Não acredito em bruxas, mas...

23/05/2018 às 20:35.
Atualizado em 03/11/2021 às 03:13

Nos anos 1990, me encontrava fazendo o Ph.D. na Universidade de Wisconsin-Madison, nos EUA. O Programa de Pós-Graduação em Sociologia da UW-Madison congregava dois departamentos: o de Sociologia e o de Sociologia Rural. Meu orientador, Arch Haller, era professor de ambos os departamentos. Todavia, ele tinha um vínculo bem mais forte com o Departamento de Sociologia Rural, vinculado à Faculdade de Ciências Agrárias e da Vida (CALS, na sigla em inglês).

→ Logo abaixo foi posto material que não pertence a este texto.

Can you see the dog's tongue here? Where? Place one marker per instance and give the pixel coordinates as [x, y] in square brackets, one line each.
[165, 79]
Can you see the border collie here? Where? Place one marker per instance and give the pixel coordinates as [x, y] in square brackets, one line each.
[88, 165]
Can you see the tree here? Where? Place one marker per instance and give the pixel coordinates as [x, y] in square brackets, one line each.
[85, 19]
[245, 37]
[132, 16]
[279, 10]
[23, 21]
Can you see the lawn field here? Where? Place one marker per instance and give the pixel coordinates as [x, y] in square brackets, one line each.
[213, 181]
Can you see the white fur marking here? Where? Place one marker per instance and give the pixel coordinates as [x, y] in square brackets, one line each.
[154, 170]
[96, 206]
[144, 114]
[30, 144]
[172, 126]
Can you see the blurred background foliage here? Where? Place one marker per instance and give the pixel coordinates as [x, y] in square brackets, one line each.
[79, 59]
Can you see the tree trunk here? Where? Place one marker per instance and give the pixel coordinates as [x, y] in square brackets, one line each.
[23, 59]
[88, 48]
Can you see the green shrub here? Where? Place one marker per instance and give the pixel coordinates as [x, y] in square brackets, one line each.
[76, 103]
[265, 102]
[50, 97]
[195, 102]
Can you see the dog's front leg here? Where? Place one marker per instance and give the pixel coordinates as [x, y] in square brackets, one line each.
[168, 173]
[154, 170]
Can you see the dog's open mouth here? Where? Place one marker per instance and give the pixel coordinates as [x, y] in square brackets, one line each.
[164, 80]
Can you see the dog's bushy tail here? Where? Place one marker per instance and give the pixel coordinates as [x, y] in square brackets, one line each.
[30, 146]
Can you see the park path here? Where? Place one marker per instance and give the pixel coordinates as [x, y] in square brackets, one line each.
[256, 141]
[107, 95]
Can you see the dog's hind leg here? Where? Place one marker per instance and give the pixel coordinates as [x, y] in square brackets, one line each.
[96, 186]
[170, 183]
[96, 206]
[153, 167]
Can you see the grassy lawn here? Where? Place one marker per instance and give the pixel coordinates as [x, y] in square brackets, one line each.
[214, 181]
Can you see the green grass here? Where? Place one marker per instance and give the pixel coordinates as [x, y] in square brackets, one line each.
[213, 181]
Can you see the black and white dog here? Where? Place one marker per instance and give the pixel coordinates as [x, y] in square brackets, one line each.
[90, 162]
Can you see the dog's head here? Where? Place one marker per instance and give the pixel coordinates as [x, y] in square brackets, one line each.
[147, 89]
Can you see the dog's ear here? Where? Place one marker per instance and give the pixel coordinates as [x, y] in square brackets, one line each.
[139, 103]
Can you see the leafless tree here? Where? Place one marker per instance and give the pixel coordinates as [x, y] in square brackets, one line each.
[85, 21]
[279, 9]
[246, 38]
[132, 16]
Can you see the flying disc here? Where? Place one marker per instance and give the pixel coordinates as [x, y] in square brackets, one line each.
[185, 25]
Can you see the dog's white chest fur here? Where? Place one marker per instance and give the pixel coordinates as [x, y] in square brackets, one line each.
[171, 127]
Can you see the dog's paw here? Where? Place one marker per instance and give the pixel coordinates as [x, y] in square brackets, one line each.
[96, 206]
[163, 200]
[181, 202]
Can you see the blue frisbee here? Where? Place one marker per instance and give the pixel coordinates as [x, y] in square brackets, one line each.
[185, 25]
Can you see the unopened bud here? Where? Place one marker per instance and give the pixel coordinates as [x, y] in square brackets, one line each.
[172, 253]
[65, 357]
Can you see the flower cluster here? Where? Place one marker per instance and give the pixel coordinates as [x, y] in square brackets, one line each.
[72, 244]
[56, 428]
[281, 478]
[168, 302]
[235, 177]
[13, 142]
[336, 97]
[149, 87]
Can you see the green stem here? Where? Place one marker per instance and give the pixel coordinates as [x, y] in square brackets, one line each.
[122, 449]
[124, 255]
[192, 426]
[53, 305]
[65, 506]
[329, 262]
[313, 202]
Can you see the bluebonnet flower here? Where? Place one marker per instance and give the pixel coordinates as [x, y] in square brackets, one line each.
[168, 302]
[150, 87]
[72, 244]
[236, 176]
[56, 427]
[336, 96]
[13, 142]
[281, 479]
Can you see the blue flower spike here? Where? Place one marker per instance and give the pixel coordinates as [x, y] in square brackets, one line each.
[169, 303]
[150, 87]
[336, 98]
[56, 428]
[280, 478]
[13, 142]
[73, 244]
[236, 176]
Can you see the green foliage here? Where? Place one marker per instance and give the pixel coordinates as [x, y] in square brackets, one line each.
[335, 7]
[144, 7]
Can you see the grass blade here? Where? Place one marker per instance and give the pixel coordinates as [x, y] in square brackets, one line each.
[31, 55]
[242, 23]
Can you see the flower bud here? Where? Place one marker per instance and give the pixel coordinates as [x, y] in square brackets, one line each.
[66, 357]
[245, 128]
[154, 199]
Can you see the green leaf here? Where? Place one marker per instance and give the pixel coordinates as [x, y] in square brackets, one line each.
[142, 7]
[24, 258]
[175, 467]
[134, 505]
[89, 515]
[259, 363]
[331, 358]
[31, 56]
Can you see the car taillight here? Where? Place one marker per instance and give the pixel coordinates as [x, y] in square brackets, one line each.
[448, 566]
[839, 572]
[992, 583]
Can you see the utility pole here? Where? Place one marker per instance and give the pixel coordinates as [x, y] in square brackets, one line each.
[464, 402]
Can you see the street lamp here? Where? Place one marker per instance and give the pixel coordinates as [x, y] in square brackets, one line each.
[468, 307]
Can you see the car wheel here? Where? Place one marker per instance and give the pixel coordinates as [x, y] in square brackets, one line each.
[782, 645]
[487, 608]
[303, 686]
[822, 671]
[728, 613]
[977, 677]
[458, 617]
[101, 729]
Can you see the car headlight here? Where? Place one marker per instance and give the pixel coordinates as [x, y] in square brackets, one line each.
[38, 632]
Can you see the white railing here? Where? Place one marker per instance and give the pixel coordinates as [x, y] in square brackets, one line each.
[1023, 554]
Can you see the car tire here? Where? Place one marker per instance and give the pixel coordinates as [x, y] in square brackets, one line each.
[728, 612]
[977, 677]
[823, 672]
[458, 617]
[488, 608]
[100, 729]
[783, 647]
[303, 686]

Certo dia, eu estava trabalhando no nosso gabinete de pesquisa, quando Arch chegou de uma reunião da Congregação do CALS, da qual ele era membro. Estava claramente irritado e com vontade de desabafar. Ele - que nos deixou há poucos meses, era um cientista social especialista em Brasil (os chamados “brasilianistas”) e totalmente apaixonado pelo nosso país - me relatou que o USDA (equivalente ao Ministério da Agricultura do Brasil e principal financiador das pesquisas do CALS) havia emitido um memorando no qual informava que os laboratórios de pesquisa americanos especializados em temas relacionados à soja não deveriam mais aceitar a participação de pesquisadores brasileiros, fossem eles alunos de pós-graduação, pós-doutorandos ou pesquisadores e professores visitantes. Naquele momento, em decorrência da bem sucedida articulação entre a Embrapa e vários dos campi agrários de universidades brasileiras, o Brasil estava consolidando sua revolução tecnológica na produção de soja. O aparelho de estado americano via naquilo uma ameaça aos EUA e não estava mais disposto a compartilhar conhecimento de ponta com brasileiros.

Esse caso que presenciei é apenas um pequeno exemplo de como uma grande potência mundial não brinca em serviço para defender seus interesses. Toda grande potência precisa garantir a segurança alimentar de sua população, bem como fontes relativamente estáveis e baratas de energia. Os EUA conseguem a primeira coisa de forma endógena, mas sempre enfrentaram tensões com relação à segunda.

Todos sabem o quanto o aparelho estatal americano joga pesado com relação ao petróleo. Especialistas ouvidos por vários dos mais tradicionais órgãos de imprensa do Brasil analisaram de forma realista a comprovada espionagem dos EUA na Petrobras. O pré-sal brasileiro representaria grande oportunidade para os EUA dependerem menos do petróleo do Oriente Médio e da Venezuela. Será pura coincidência que a primeira iniciativa legislativa de grande importância aprovada após o golpe tenha sido a mudança no sistema de exploração do petróleo? Antecedeu, inclusive, a chamada PEC dos gastos públicos. Portanto, achar que a hipótese de participação do aparelho estatal americano no golpe de 2016 é pura paranoia jeca, de duas uma, ou é muita ingenuidade ou é má fé!